CA: You are an intersectional artist—using visual art, film, words—how do you feel the other genres and mediums inform one another. What is your process, are they separated out, do you work on all mediums at the same time, or separate? In this cross-dressing of art forms, how do you use the tropes, images, ideas differently, are you looking at from various angles, perspectives? How do they inform your prose and poetry?
VKN: Sometimes I feel like a sectional sofa in which you can reorient my body around my own body to create a bigger body. I feel like readers can get really comfortable sitting on me, lying on me, but I am not sure if I can tolerate being stood on. Moreover, I don’t know if there is a drag party or a drag performance in my writing, but if anything could be a transvestite, it would be my ability to cut the wings off other butterflies and make them my own metamorphosis. Genres don’t come to my creative party as strippers at a bachelor party in single file waiting for instructions on how or when to perform. They come like Medusa’s hair : all at once!: primal, polypoid, tentacular, sexual, excited to interlace, to commingle, hoping to turn everything that gaze upon it into stone that will cry and can cry.
CA: As a culmination our discussion, I wonder if you could possibly pick a passage from The Old Philosopher and talk about your aesthetic choices with regards to language, subjects, identity, place (landscapes and interiors) how the process happened, and with regard to any thing we mentioned above. And lastly, where are you going with your next project and artistic endeavors?

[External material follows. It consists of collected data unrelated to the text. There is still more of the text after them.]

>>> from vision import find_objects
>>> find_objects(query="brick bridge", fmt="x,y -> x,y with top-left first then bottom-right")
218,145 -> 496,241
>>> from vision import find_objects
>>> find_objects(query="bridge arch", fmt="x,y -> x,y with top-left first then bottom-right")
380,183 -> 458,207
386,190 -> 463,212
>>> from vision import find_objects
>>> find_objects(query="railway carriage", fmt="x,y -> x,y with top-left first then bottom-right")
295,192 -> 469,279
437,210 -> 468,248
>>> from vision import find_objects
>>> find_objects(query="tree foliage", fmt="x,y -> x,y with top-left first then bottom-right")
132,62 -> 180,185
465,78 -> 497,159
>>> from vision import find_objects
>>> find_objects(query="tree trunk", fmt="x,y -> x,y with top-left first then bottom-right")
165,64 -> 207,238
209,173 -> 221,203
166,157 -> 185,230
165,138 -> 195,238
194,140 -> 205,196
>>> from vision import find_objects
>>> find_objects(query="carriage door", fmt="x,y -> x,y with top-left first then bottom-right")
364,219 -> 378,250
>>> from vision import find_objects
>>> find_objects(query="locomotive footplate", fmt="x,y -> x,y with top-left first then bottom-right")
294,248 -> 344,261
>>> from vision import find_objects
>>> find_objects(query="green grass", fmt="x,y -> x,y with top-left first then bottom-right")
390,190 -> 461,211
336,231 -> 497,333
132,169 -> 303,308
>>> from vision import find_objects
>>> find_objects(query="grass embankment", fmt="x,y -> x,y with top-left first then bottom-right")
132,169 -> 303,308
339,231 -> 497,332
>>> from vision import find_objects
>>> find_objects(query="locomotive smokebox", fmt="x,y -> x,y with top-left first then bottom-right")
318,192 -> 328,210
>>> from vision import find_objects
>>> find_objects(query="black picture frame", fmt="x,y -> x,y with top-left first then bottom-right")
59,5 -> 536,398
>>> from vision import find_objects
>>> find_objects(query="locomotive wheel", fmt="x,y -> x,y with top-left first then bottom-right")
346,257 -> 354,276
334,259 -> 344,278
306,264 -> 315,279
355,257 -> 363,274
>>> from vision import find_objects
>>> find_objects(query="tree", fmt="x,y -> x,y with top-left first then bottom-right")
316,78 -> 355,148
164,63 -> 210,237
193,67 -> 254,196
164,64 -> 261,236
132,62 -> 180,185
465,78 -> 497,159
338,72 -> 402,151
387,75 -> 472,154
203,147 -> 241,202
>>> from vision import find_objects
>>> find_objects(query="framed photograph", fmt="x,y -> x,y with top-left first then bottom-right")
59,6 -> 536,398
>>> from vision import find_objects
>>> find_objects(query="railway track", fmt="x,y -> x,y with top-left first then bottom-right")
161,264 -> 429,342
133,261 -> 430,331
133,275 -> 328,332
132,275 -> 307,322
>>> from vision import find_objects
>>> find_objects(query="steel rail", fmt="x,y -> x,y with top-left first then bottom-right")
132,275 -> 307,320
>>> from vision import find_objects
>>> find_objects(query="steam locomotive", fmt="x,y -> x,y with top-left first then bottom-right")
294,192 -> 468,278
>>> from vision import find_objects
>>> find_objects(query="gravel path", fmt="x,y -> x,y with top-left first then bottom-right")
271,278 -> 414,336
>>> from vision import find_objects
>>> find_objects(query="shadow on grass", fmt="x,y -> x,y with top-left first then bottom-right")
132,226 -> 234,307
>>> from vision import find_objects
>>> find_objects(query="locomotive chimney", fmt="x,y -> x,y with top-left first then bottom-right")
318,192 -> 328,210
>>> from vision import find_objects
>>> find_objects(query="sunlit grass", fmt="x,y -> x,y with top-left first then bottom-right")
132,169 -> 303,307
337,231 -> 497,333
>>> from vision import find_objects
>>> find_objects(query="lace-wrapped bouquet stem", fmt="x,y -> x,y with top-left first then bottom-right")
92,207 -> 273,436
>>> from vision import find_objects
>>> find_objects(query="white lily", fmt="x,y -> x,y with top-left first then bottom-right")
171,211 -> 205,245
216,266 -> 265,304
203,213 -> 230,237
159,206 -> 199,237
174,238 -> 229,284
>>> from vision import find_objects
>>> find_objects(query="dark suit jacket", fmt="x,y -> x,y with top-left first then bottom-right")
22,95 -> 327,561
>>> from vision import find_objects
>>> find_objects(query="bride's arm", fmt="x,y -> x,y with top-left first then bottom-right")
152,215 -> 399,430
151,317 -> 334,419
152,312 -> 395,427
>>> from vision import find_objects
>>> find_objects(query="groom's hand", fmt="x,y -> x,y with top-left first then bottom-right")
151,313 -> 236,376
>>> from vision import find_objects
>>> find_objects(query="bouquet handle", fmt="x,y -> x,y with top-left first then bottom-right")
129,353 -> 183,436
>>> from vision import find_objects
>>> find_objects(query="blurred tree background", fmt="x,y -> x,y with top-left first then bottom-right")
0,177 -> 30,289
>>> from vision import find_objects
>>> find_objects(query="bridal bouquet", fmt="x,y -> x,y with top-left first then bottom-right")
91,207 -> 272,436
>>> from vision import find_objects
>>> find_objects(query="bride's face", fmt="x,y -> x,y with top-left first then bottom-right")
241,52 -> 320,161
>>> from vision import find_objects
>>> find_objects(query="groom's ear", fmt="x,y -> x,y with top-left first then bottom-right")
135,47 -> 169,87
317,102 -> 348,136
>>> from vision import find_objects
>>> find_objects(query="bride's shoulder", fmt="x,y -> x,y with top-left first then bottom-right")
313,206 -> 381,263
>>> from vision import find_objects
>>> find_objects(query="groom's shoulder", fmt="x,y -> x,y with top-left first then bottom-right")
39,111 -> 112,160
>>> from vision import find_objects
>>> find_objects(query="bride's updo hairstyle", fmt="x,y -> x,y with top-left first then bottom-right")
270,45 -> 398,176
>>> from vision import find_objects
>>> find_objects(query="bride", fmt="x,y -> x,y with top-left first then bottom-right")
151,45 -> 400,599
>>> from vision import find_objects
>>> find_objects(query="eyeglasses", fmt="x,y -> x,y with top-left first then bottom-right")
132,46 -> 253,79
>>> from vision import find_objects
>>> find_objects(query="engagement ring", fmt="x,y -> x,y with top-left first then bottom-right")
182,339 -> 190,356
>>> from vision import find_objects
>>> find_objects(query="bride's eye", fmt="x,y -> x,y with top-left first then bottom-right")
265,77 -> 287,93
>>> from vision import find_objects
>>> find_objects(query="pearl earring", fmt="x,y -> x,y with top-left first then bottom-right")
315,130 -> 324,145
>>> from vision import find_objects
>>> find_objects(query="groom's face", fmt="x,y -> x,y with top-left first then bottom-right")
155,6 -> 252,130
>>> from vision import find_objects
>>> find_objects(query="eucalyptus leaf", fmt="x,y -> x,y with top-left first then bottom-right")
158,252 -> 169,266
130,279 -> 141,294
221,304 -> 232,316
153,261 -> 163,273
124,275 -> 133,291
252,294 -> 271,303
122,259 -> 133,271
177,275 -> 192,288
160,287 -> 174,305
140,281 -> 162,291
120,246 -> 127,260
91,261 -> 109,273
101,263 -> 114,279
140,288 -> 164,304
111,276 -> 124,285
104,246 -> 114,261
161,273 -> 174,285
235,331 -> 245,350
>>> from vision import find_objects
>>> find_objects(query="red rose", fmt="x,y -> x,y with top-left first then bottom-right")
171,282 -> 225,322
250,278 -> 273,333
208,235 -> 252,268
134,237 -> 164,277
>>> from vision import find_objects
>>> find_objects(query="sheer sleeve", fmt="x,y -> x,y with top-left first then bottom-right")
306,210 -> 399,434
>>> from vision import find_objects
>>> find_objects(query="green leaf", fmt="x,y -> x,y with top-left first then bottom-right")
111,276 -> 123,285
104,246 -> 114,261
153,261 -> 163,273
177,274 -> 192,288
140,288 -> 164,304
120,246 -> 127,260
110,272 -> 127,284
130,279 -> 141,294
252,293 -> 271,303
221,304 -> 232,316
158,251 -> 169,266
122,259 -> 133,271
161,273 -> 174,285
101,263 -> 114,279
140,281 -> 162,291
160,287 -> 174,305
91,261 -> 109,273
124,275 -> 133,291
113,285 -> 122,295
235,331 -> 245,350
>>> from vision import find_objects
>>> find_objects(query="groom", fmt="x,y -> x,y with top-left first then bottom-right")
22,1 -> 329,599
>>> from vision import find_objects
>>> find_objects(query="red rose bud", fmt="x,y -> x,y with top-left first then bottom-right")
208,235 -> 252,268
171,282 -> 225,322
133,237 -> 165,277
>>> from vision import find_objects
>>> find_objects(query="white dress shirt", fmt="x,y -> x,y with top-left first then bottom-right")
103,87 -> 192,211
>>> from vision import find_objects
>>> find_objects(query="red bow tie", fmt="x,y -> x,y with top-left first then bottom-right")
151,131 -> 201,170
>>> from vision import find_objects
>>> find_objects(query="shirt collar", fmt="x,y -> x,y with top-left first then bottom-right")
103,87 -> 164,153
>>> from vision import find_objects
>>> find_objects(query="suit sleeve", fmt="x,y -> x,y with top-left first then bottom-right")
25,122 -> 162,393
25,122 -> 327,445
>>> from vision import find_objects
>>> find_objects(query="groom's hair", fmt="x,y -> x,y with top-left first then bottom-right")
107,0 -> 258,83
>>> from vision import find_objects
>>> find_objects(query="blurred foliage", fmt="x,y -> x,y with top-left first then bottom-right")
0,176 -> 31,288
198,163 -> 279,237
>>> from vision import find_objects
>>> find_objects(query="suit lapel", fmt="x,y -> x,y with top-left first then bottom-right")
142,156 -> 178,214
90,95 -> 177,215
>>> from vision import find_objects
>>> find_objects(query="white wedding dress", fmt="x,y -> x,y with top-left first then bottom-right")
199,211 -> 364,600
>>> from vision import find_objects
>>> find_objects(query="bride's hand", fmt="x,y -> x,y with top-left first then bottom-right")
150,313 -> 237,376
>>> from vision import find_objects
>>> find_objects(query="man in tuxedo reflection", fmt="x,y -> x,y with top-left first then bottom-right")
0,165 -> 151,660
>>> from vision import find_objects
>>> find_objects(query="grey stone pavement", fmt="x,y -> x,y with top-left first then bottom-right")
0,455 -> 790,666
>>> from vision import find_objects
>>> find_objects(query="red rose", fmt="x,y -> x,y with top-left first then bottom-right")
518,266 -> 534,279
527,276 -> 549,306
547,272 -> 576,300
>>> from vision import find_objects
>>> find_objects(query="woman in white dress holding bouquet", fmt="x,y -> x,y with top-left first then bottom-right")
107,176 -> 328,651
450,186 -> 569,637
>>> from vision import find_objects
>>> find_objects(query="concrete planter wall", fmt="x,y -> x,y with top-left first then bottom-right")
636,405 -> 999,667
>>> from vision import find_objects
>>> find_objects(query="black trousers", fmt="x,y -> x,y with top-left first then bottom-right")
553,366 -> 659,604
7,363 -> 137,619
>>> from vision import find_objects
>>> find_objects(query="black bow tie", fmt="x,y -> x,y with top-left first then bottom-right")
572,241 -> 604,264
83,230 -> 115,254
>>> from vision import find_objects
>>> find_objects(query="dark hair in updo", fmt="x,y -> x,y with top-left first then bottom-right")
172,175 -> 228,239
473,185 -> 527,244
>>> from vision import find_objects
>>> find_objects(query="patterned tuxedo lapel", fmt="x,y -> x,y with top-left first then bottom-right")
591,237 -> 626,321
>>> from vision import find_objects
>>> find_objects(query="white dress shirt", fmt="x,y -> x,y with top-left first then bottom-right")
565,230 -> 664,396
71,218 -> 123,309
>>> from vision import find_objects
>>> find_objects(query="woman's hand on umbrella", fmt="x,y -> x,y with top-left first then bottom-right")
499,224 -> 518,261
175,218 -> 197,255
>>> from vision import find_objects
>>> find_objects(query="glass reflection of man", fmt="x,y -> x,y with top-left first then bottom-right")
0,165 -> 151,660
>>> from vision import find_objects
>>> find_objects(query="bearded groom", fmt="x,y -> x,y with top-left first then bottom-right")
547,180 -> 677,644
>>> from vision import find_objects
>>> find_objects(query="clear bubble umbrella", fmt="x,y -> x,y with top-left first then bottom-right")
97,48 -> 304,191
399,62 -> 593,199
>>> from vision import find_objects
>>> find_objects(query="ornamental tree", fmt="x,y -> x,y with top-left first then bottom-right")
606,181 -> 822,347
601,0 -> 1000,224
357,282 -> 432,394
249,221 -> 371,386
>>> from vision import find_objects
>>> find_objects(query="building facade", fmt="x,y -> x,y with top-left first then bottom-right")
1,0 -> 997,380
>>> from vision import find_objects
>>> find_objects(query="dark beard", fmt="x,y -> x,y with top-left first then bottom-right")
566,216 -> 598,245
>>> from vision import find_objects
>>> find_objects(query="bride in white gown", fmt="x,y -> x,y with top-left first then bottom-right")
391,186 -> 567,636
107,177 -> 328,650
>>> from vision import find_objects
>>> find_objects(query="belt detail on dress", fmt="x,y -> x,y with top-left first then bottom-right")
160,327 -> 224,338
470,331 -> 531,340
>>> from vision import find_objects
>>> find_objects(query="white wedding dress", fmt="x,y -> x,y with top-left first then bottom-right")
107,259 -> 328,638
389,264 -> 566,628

VK:“Despotic Hush”—the sexy poem on page 36 of The Old Philosopher—has many people asking if it is personal. I think what they wish to ask me more accurately is: is the narrator me? I want to say “yes” I am that highly tabooed Muslim woman who has fallen in love with a Jewish damsel—thus our orgasm born from the Israel-Palestine conflict—couldn’t be anything but geopolitical. I want to say the fantasy isn’t in the fucking—the lovemaking has already been manifested or has already come true. The fantasy is that the baking on grass could last and can last. Like most things in life, the landscape of the language happened because the sun that rose inside of my desire has to set at some point. And, Sapphic it be because I love women. My previous published manuscripts have the ability to tell you why, perhaps, if you are excited enough to explore. The language is carnal and lush because who has ever used Sol LeWitt’s “Incomplete Open Cube” to depict lavished sexual intercourse and eroticism? With regards to the last question, I don’t want to make God laugh.